Our top income-tax rate is 7 percent on earned income above $33,200. My plan would give all workers tax relief and simplify the system. We eliminate two of the six tax brackets—the 2.5 percent and 7 percent rates—which drops the new top rate to 6 percent. We then phase in higher income levels (six-figure earners) for the 6 percent rate over time.
Tax cuts for the rich WHOOOOOO!!!!! /drops mic and walks off the stage
Want to simplify the tax code? Great idea. As usual, the poor are going to pay the greatest price with these cuts, and the wealthiest will see a tax cut. The last sentence of this paragraph is especially beautiful: “phase in higher income levels…over time.” I’m sure this will be your top priority. Or completely forgotten about. Whatevs.
Most importantly, at no point do you address the tremendous revenue drop this creates, or how any of this solves the education, poverty, and teen pregnancy problems mentioned in his opening paragraph. But if you make more than $100,000, you’ve just received a massive tax cut, one every other bracket will pay for with a huge drop in state-based services (you know, silly things like feeding the poor).
Cluckles, wouldn’t it just be easier for you to have all the poor line up at the Waltons’ and Stephens’ estates and have them hand everything over? Seems more efficient this way, doesn’t it?
The result is a dramatic tax break for low-income workers (60 percent reduction from 2.5 percent to 1 percent), strong relief for middle-class working families (35 percent cut from 7 percent to 4.5 percent), and a modest drop for high-income workers and job creators (14 percent from 7 percent to 6 percent).
I cannot deny your math here, and I agree the effective rates for low-income and middle class workers need to be cut. At the same time, the wealthiest will see a massive cut in their taxes, and you do not address the tremendous revenue cut and how this would be addressed in the budget. You do not address education, poverty, teen pregnancy, etc., and you at no point address how this makes AR into a jobs magnet. In fact, it does the opposite because you never address the primary problems you, yourself, cite above.
Most importantly, however, you at no point consider what makes a city/state a great place to live.
Here’s a random list of the top cities in America. What do these cities most have in common?
- Emphasis on education
- Focus on public goods such as clean air and water
- Strong, modern infrastructure
- Excellent public transportation
- Green space
All of these are directly due to local government policy decisions. Sticking out is the wildly differing tax rates across these cities.
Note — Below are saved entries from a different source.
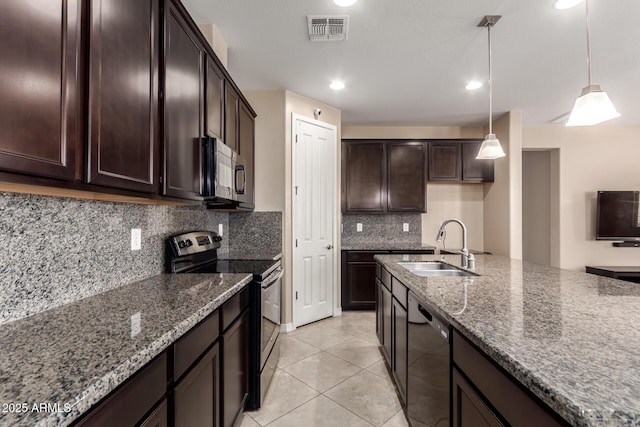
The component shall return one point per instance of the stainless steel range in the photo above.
(196, 252)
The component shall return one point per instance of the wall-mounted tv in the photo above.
(618, 215)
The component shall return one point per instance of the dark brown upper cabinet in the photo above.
(455, 161)
(231, 117)
(384, 176)
(183, 108)
(215, 100)
(246, 150)
(123, 94)
(406, 177)
(365, 176)
(40, 112)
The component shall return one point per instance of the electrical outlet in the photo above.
(136, 239)
(135, 324)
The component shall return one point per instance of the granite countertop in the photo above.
(571, 338)
(72, 356)
(386, 247)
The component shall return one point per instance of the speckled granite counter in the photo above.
(72, 356)
(257, 254)
(386, 247)
(572, 338)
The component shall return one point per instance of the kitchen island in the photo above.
(568, 337)
(56, 365)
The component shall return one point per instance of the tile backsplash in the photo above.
(381, 229)
(58, 250)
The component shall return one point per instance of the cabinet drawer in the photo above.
(188, 348)
(517, 405)
(385, 278)
(399, 291)
(128, 404)
(357, 256)
(234, 307)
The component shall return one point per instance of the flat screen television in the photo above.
(618, 215)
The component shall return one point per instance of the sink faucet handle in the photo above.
(471, 262)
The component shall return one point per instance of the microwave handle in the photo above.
(240, 189)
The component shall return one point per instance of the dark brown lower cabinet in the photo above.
(400, 347)
(235, 372)
(158, 418)
(129, 404)
(387, 315)
(358, 288)
(480, 385)
(358, 280)
(197, 395)
(379, 321)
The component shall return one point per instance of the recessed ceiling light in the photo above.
(473, 85)
(345, 3)
(566, 4)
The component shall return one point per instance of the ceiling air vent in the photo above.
(328, 28)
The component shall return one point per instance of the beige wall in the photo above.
(270, 148)
(454, 200)
(503, 198)
(590, 159)
(444, 201)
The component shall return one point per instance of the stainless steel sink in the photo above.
(434, 269)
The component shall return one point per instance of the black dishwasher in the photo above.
(428, 379)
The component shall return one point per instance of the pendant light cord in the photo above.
(586, 3)
(489, 25)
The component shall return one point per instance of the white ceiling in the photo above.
(406, 62)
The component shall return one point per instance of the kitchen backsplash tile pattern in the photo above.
(261, 232)
(58, 250)
(383, 229)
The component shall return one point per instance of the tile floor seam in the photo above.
(342, 358)
(358, 326)
(287, 413)
(347, 409)
(336, 384)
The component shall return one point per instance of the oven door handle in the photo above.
(273, 277)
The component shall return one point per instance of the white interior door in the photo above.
(314, 222)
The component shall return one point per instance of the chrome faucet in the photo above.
(467, 260)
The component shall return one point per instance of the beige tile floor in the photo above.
(330, 374)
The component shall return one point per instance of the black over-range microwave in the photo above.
(224, 176)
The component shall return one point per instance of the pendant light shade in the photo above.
(490, 148)
(593, 106)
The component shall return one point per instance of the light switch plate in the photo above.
(136, 326)
(136, 239)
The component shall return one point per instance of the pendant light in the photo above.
(593, 106)
(490, 148)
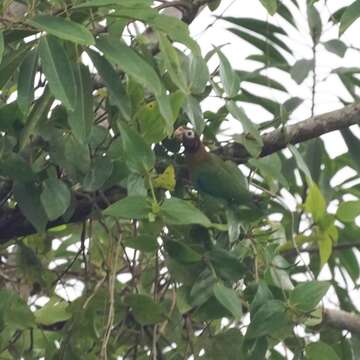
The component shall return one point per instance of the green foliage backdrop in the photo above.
(95, 200)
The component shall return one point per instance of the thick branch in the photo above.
(342, 320)
(13, 224)
(297, 133)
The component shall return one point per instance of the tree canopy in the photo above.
(108, 251)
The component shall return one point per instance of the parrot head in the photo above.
(188, 138)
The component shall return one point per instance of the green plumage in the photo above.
(220, 179)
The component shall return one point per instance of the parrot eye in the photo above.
(190, 134)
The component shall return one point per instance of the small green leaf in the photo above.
(228, 76)
(180, 212)
(145, 310)
(306, 296)
(270, 6)
(58, 71)
(63, 29)
(348, 211)
(301, 69)
(336, 46)
(320, 351)
(55, 197)
(26, 78)
(315, 203)
(270, 318)
(138, 154)
(325, 247)
(146, 243)
(118, 96)
(229, 299)
(131, 62)
(181, 252)
(2, 46)
(131, 207)
(28, 199)
(172, 63)
(55, 310)
(81, 119)
(100, 170)
(314, 21)
(350, 14)
(14, 312)
(193, 110)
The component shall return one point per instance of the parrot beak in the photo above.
(179, 133)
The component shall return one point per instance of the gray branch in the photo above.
(294, 134)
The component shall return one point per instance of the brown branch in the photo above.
(339, 319)
(13, 224)
(294, 134)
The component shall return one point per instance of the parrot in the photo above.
(210, 174)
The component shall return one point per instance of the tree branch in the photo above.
(13, 224)
(294, 134)
(342, 320)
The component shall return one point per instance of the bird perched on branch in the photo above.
(212, 175)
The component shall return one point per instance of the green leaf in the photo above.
(112, 81)
(180, 212)
(270, 318)
(198, 74)
(14, 313)
(172, 63)
(315, 203)
(58, 71)
(146, 243)
(336, 46)
(2, 45)
(314, 21)
(228, 76)
(320, 351)
(138, 154)
(145, 310)
(229, 299)
(100, 170)
(301, 69)
(131, 207)
(193, 110)
(28, 199)
(350, 14)
(135, 66)
(353, 144)
(25, 88)
(63, 29)
(270, 6)
(55, 197)
(15, 167)
(306, 296)
(81, 119)
(181, 252)
(10, 63)
(55, 310)
(103, 3)
(325, 247)
(348, 211)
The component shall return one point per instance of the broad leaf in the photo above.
(306, 296)
(55, 197)
(63, 29)
(81, 119)
(131, 207)
(180, 212)
(58, 71)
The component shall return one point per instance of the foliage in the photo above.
(114, 254)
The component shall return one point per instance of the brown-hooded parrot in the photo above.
(212, 175)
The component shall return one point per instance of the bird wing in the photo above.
(219, 179)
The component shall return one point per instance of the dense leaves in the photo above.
(107, 249)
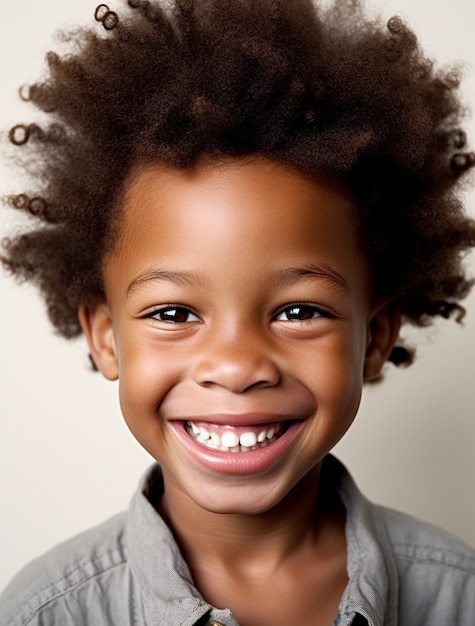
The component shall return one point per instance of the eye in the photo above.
(173, 315)
(299, 313)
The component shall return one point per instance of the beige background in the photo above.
(66, 458)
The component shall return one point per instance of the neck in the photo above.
(249, 542)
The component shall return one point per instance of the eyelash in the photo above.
(320, 312)
(171, 308)
(316, 312)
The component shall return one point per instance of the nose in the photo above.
(237, 361)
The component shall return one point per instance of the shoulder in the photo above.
(46, 591)
(436, 571)
(416, 541)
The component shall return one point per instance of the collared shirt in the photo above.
(129, 571)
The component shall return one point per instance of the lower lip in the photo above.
(238, 463)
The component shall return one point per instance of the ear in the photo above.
(383, 330)
(97, 326)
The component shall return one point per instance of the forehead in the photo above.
(255, 210)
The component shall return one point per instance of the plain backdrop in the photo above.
(67, 460)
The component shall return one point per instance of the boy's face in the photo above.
(238, 306)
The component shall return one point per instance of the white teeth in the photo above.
(230, 441)
(194, 428)
(248, 439)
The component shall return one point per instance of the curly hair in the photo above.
(322, 89)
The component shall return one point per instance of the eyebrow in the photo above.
(286, 276)
(177, 277)
(312, 271)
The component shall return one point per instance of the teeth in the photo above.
(230, 441)
(248, 440)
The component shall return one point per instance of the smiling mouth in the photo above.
(235, 439)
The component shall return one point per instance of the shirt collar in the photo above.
(170, 597)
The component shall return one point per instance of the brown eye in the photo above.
(175, 315)
(298, 313)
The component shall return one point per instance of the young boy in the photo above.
(239, 204)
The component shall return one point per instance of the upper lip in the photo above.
(241, 419)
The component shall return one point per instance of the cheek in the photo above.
(146, 375)
(335, 373)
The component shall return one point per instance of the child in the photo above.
(239, 204)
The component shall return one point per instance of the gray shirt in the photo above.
(129, 571)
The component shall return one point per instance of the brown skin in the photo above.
(244, 340)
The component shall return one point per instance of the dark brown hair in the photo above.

In other words, there is no reason to believe there is a direct correlation between being a top city in which to live and having a low tax rate.
But let’s return to your opening paragraph and the quality of life measurements you, Cluckles, cite as problematic. Your proposal would create a massive drop in tax revenues, meaning there’s no way to focus on education, eradicate poverty, or cut-back on teen pregnancy because there simply wouldn’t be the money to do so. And how would you improve infrastructure and other facets of being a good city while handing more money to the wealthiest? Is this where you will offer some mindless platitudes about “free market solutions” and “supply-side fixes?” I bet it is, since that’s generally where Regressives hide when someone points out that their actual economic arguments are without merit.
One can only rationally conclude your proposal is yet another smokescreen designed to punish the poor and enrich the wealthy. The quality of life for most Arkansans would suffer, of course, which flies in the face of your opening statement about improving Arkansas. Maybe, if we make the quality of life for the rich really, really good, that can trickle down to the rest of us just like the money does. Oh…wait.